I precedenti controversi, d’altronde, sono molti: dal processo per infiltrazioni mafiose nella festa concluso nel 2015 con otto assoluzioni, alle ombre sulle scommesse, fino alla clamorosa rivolta dei cordoni del 2019, quando un folto gruppo di devoti irriducibili si ammutinò platealmente alla richiesta del maestro del fercolo Claudio Consoli di allontanarsi dai cordoni per poter percorrere la salita di Sangiuliano in sicurezza. Per la prima volta Sant’Agata rientrò in cattedrale senza i cordoni, e nella piazza risuonò la durissima reprimenda del parroco Barbaro Scionti: «Sant’Agata non è ostaggio di alcuno. Cari delinquenti, perché di questo si tratta, siete soli e isolati». Tuttavia, secondo lo stesso Consoli, quest’anno non ci saranno problemi: «La situazione è tranquilla, la maggior parte dei catanesi ha capito. Dalle cererie, ad esempio, non mi risultano ordinazioni di torcioni grandi. È un segnale. È il momento di dimostrare che non dobbiamo essere devoti della festa, del fercolo o delle candelore, ma di Sant’Agata. Altrimenti è fanatismo. Indossiamo il sacco e celebriamo questo momento nell’intimità».

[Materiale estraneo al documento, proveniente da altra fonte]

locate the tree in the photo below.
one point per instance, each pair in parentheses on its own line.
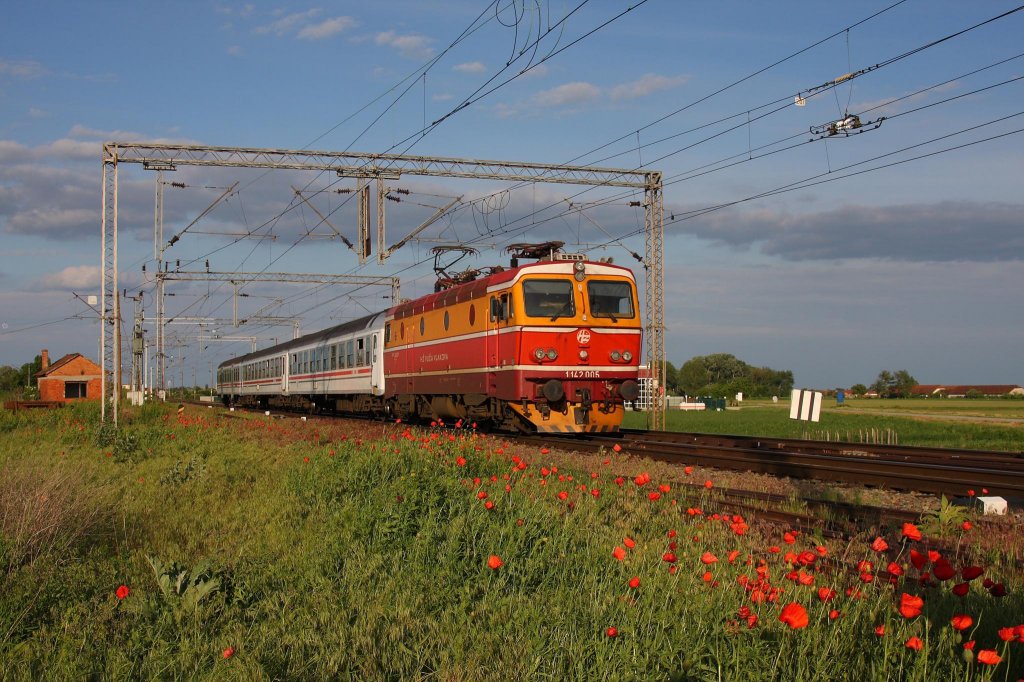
(894,384)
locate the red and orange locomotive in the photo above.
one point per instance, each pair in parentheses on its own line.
(552,345)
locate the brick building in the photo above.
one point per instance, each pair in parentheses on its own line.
(74,377)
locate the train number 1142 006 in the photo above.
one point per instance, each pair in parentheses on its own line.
(583,374)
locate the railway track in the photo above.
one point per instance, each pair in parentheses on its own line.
(938,471)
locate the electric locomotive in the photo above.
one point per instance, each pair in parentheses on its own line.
(551,345)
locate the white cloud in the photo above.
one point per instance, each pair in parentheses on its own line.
(411,46)
(646,85)
(288,24)
(327,28)
(23,69)
(74,276)
(470,68)
(569,93)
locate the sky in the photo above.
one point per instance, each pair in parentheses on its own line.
(898,248)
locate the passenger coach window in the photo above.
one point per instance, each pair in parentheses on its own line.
(549,298)
(609,299)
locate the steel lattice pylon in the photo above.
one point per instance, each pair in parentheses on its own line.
(366,167)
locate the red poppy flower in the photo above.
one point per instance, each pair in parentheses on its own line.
(794,615)
(962,623)
(942,570)
(970,572)
(989,657)
(910,605)
(910,531)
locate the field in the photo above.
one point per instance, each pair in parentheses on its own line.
(946,423)
(237,547)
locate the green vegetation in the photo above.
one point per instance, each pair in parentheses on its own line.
(935,423)
(250,548)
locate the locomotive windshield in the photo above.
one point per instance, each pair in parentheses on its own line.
(609,299)
(549,298)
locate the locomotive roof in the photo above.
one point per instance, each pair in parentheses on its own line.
(479,288)
(306,339)
(463,292)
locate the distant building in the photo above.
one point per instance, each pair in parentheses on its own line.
(988,390)
(74,377)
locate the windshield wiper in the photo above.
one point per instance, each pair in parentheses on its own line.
(561,310)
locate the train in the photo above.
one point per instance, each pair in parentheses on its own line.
(551,345)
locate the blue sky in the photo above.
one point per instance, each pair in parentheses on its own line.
(914,266)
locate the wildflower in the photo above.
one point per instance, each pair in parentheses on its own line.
(910,531)
(794,615)
(989,656)
(909,605)
(962,623)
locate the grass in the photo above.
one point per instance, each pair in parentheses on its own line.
(314,552)
(908,420)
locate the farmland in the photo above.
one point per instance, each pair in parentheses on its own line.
(240,547)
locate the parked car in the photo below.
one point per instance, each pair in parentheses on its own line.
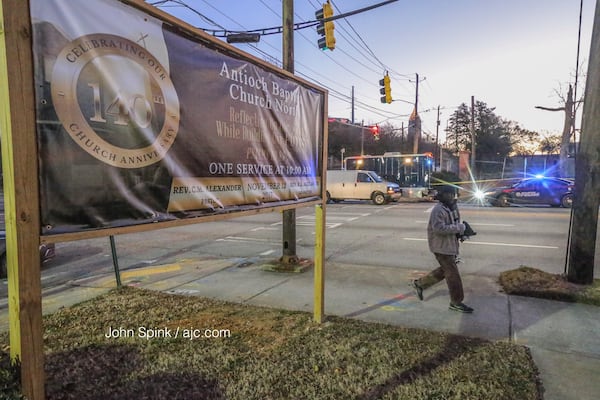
(556,192)
(362,185)
(47,253)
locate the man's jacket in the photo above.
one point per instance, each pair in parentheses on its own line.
(444,224)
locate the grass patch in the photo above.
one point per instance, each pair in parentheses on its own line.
(527,281)
(270,354)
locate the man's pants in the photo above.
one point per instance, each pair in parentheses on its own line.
(448,270)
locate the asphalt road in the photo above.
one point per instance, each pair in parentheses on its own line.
(357,233)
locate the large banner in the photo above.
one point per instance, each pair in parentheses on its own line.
(140,121)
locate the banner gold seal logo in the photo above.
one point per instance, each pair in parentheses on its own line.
(116,100)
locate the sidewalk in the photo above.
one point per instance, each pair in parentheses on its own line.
(564,338)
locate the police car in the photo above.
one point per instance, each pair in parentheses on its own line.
(556,192)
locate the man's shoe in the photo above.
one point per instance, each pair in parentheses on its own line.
(460,307)
(418,289)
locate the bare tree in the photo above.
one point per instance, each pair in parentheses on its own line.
(569,111)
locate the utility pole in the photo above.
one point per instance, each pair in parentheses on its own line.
(473,172)
(437,132)
(289,216)
(352,117)
(417,136)
(581,257)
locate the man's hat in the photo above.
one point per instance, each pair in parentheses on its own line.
(447,189)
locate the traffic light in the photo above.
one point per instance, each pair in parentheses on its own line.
(385,89)
(325,29)
(375,131)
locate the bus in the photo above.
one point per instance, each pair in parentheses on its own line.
(411,171)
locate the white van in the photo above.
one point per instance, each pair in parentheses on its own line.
(359,184)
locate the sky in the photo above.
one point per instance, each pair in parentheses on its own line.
(513,55)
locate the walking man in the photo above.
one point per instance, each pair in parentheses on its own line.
(443,231)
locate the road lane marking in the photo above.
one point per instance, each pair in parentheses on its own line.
(534,246)
(159,269)
(246,240)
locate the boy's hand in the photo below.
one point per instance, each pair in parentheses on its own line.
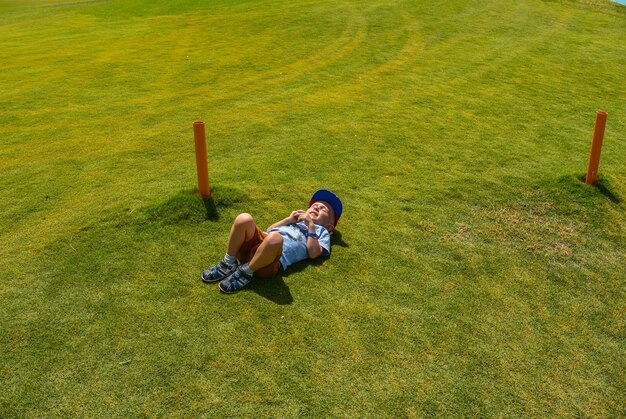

Per trovare un precedente simile bisogna risalire alla seconda guerra mondiale. Molti citano il 1991: a causa della guerra del Golfo la festa venne ridimensionata. «La santa uscì solo il 5, portata a braccio fino in piazza Stesicoro», ricordano in molti.
E proprio quell’anno ci fu la prima diretta tv, guidata da Salvo La Rosa. «Da 31 anni racconto questa festa – spiega il giornalista – e a maggior ragione stavolta il ruolo dei media è fondamentale. Stavolta faremo una diretta più sobria, rilanceremo le immagini che arrivano dalla cattedrale, più uno speciale il 5 sera per rivivere i momenti salienti dell’anno scorso».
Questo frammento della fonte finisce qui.